There are a couple of other installation options available, which can be found on their webpage. Once you get that out of the way, you can start to play around with the framework.
The basic premise is that from a command prompt (with admin privileges), you can run ‘choco install packageName‘ where package name is the name of the application package that you want to install. Let’s use Google Chrome as an example. If I want to install it, I can just run ‘choco install googlechrome‘ and the package will download and install. Pretty cool!
What if you don’t know the specific name of the package you are looking to install? Then you have a couple of choices. If you are a sucker for punishment, you can run ‘choco list’ – this will return all packages. Likely not too helpful. If on the other hand, you want to narrow your search, you can use ‘choco search xyz‘ which will search packages’ descriptions for the term.

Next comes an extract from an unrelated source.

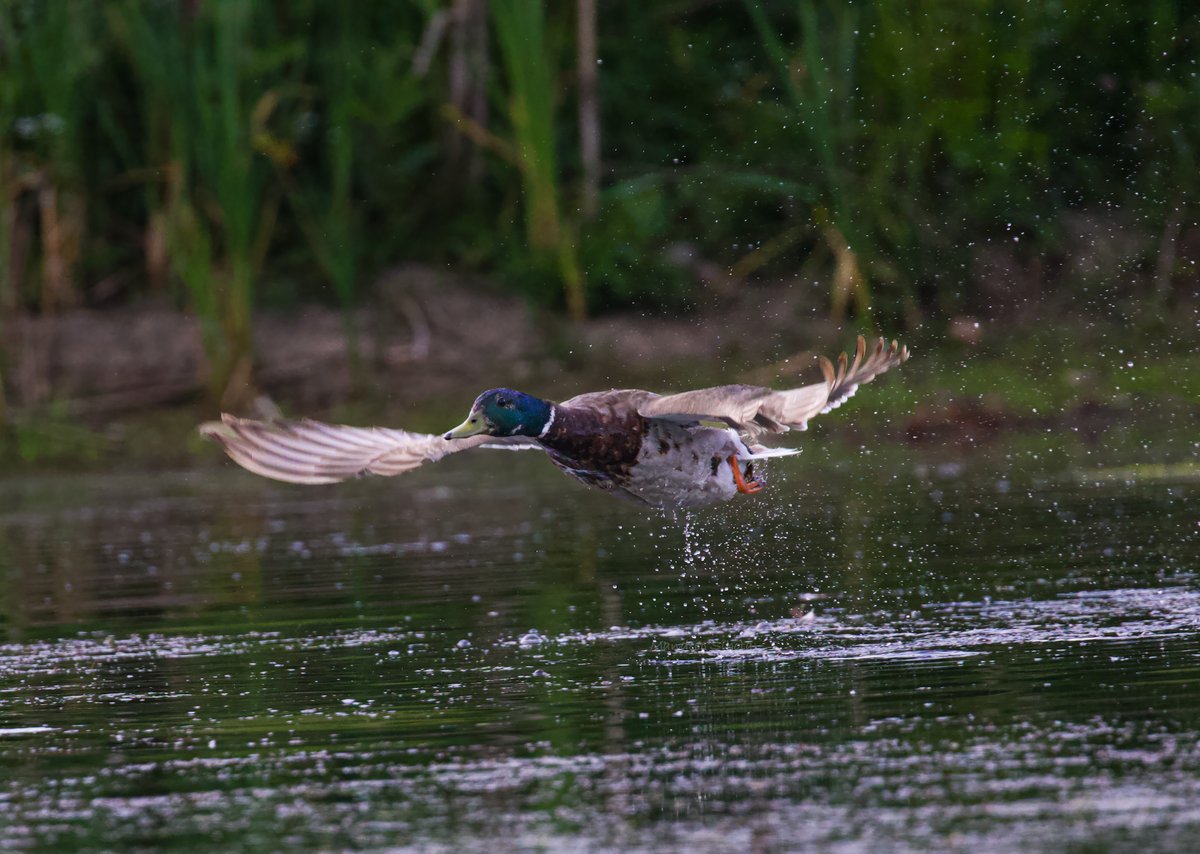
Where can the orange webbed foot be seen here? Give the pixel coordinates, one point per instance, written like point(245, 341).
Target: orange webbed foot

Where this gets really powerful is when it comes to scripting. I cobbled together a basic script that installs applications which I commonly used. Whenever I format my machine (or just get a new one in general), I run this script and walk away for a bit. When I come back, I have the majority of applications and tools that I need waiting for me. If you use the /Y parameter, the software will install without further prompts. For example ‘choco install googlechrome /Y’ will not prompt for license agreements.

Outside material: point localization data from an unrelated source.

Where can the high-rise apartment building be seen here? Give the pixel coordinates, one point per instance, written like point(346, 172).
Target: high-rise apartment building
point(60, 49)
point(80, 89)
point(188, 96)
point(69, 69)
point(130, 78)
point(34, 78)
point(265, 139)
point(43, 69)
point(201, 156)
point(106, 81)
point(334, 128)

Lastly, one trick that I have for remote installs is to use PSExec – part of the Sysinternals Suite. I use the program to launch a new command prompt via something like ‘psexec \\COMPUTER1 -u administrator cmd’. This will connect to COMPUTER1 as the local admin and try to launch the cmd (command prompt) process. If successful, I’ll have a remote command prompt session where I can run installs as per above. If you don’t have PSExec installed, you can install it via ‘choco install psexec‘ 🙂
You can find a full list of Chocolatey commands here.
As with most things free, there are drawbacks. Out of the gate, each time you install something, it will need to be downloaded again. Now, bandwidth caps may not be an issue for most of us, but time can be. Some of the packages are fairly large (e.g. the SQL Server Management Studio is close to 1 GB), so downloading it multiple times is a bit a wasteful. On the plus side, you can set up local repositories, however, that is not something that I have done yet.
Also, most of the time, packages are fairly up to date (for example as of this writing, that Google Chrome package noted above is up to date), however occasionally packages may fall behind. Depending on your requirements (security, support, etc.), this may or may not be an issue for you.
Edit / Update: Just to clarify the drawbacks, these can easily be remedied with a local repository. The scope of the post is targeted towards the community / free edition. A big thanks to ferventcoder who commented below for additional insight.
2 thoughts on “Using Chocolatey for Windows Package Management”
The mentioned drawbacks seem to apply only to the community repository, and not to the Chocolatey framework itself.
Something to keep in mind, which I think you sort of touched on in the beginning – Package sources are decentralized, which means that there are many more than just 4K packages out there, there are that many in the community repository.
Most organizations using Chocolatey don’t use the packages on the community repository. Or if they do, they will internalize the packages removing internet access from them. This is especially true with security conscious organizations.
Downloading items to each machine isn’t necessarily the case either. With internal packages, there are options that deal with that specific scenario.
Thanks for the comment! Much easier to read when compared to 140 characters on Twitter.
I added a bit of an edit to clarify that the drawbacks are easily remedied. The post was more or less based on a ‘complete out-of-the-box’ setup.